Она повернулась к нему:

– Если только я могу победить его, значит, причина всего лишь в моем имени.

– В чем бы ни было.

– Никто не должен быть избран только из-за этого, – настаивала Джесса, прислонившись к столу. – Так же как Олден не должен быть избран только потому, что он достаточно богат и может позволить себе широкомасштабную кампанию. Он не сам заработал эти деньги.

Сент-Джон молча посмотрел на нее, приподняв одну бровь. И снова она почувствовала необходимость пуститься в объяснения, хотя ее не спрашивали:

– Деньги заработал его дед. Лесозаготовки, бумага, перевозки. Мой папа говорил, что он был отличный предприниматель. Его сын, очевидно, унаследовал способность к бизнесу, но он и его жена погибли в автокатастрофе. По словам папы, это разбило сердце старику.

Сент-Джон, казалось, внимательно слушал, поэтому Джесса продолжала говорить, хотя не вполне понимала его интерес. Возможно, это было просто стремление знать все о противнике.

– Моя мать думает, что дед испортил Олдена – давал ему все, что тот хотел, никогда не заставляя работать, из-за того, что он потерял родителей. Думаю, это объясняет многое.

– Не все.

Сент-Джон произнес это так же тихо, как Джесса, спрашивая, хочет ли она участвовать в этом донкихотском предприятии. Но она услышала это, хотя не знала, что он имеет в виду. Он знал что-то о наклонностях Олдена?

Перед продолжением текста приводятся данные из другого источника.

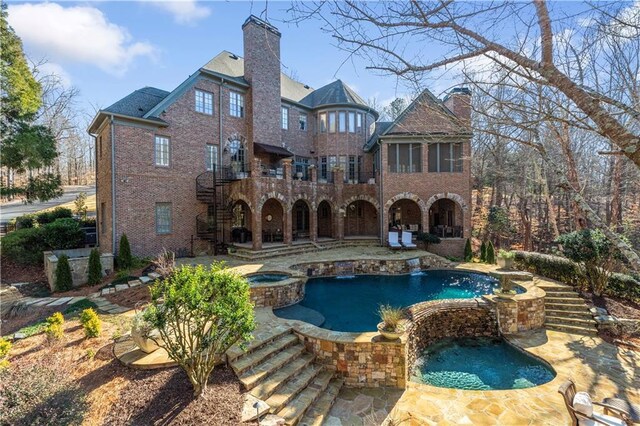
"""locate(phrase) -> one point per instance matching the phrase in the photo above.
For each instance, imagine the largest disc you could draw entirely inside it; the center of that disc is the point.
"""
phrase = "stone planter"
(505, 263)
(389, 335)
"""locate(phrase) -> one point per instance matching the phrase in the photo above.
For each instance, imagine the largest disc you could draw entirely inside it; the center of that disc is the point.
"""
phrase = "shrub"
(95, 268)
(54, 328)
(63, 281)
(63, 234)
(5, 347)
(91, 323)
(125, 260)
(24, 246)
(468, 251)
(213, 304)
(491, 253)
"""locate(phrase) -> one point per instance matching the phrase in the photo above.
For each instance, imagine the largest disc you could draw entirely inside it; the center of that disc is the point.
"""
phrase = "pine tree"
(125, 260)
(64, 281)
(95, 268)
(468, 252)
(491, 253)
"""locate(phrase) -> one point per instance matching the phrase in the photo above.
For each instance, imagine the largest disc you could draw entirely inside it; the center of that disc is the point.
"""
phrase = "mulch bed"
(166, 397)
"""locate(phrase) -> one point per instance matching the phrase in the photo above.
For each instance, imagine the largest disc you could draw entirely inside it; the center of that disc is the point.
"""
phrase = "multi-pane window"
(352, 122)
(405, 158)
(445, 157)
(236, 104)
(211, 156)
(204, 102)
(332, 122)
(285, 117)
(342, 122)
(323, 122)
(163, 218)
(162, 151)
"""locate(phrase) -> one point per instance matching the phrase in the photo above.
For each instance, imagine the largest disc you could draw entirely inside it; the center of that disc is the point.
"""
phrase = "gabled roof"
(138, 103)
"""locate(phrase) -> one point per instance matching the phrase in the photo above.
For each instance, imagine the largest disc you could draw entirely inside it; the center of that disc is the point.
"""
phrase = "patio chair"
(581, 409)
(393, 240)
(406, 240)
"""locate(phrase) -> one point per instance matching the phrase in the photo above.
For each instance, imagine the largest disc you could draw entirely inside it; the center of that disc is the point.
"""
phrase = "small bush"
(491, 253)
(91, 323)
(468, 251)
(63, 234)
(125, 260)
(64, 281)
(95, 268)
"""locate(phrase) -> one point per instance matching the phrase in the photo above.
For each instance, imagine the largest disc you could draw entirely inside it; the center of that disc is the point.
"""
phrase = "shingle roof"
(138, 103)
(333, 93)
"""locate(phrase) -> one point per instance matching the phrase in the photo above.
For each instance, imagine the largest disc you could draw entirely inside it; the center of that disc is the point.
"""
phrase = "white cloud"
(185, 12)
(77, 34)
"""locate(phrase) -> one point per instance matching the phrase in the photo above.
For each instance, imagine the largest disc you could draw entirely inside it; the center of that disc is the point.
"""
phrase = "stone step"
(570, 320)
(589, 331)
(269, 385)
(319, 410)
(297, 407)
(266, 351)
(293, 388)
(571, 313)
(259, 372)
(236, 351)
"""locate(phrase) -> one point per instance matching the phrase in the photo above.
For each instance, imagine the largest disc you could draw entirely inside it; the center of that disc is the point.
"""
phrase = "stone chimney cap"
(261, 23)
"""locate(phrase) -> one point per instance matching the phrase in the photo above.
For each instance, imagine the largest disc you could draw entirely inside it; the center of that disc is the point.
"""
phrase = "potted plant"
(506, 290)
(391, 326)
(143, 334)
(505, 259)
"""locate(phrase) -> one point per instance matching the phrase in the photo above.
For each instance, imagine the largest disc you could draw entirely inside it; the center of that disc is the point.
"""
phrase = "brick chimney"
(262, 71)
(458, 100)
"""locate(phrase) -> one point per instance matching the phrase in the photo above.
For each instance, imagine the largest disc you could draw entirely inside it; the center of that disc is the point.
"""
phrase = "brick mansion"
(240, 154)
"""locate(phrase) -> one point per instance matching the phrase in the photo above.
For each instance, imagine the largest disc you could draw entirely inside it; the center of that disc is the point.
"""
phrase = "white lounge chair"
(393, 240)
(406, 240)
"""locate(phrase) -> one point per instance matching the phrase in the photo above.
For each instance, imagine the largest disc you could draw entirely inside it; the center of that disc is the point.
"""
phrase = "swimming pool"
(351, 304)
(479, 363)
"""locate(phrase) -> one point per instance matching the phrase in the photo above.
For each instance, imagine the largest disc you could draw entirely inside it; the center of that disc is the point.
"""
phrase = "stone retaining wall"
(436, 319)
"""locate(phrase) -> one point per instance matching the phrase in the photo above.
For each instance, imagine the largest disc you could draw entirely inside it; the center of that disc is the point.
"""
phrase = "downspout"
(113, 187)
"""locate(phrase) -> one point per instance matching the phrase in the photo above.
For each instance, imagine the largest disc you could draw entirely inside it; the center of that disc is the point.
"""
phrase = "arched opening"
(272, 221)
(405, 215)
(361, 220)
(446, 219)
(325, 220)
(241, 223)
(300, 220)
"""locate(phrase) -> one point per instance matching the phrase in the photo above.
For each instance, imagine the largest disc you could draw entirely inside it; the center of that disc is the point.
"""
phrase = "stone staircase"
(277, 369)
(566, 311)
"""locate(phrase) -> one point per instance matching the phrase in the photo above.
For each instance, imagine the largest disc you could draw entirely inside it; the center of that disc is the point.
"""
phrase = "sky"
(107, 49)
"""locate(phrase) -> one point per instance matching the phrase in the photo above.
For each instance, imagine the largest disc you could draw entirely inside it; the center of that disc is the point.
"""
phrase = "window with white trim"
(204, 102)
(163, 218)
(162, 151)
(236, 104)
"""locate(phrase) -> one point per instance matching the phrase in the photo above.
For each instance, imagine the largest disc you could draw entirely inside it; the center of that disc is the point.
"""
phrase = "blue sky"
(108, 49)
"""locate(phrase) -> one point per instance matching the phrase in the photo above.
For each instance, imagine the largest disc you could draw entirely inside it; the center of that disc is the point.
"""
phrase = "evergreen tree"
(491, 253)
(64, 281)
(95, 268)
(468, 252)
(125, 260)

– Я знала его сына, – внезапно сказала Джесса.

Прошло несколько секунд, прежде чем он промолвил без всякого выражения:

– Того, который умер.

«Господи, законченная фраза! Неужели потрясение было настолько сильным?»

– Да, – ответила она, опомнившись. – Того, который – официально – погиб во время страшной бури и наводнения здесь двадцать лет назад.

– Официально?

Джесса почти жалела, что начала этот разговор. Незачем было затевать его с посторонним. И все же она продолжала вести себя с ним нетипично для нее с того дня, как он появился здесь… Неужели это было всего три дня назад?

– Я этому не верю.

Ей показалось, что он внезапно напрягся.

– Почему?

– Как я сказала, я знала Эдама. Знала о его отношениях с отцом. Какими… плохими они были.

Она услышала слабое эхо этого напряжения в его голосе, когда после паузы, во время которой Сент-Джон, казалось, мучительно подбирал слова, он захотел уточнить:

– В смысле?

– Не думаю, что Эдама случайно унесло потоком воды. Мне кажется, он позволил этому случиться. Или даже способствовал этому.

– Как его мать?

– Да. Она сама покончила со своими горестями – может, он тоже сделал это.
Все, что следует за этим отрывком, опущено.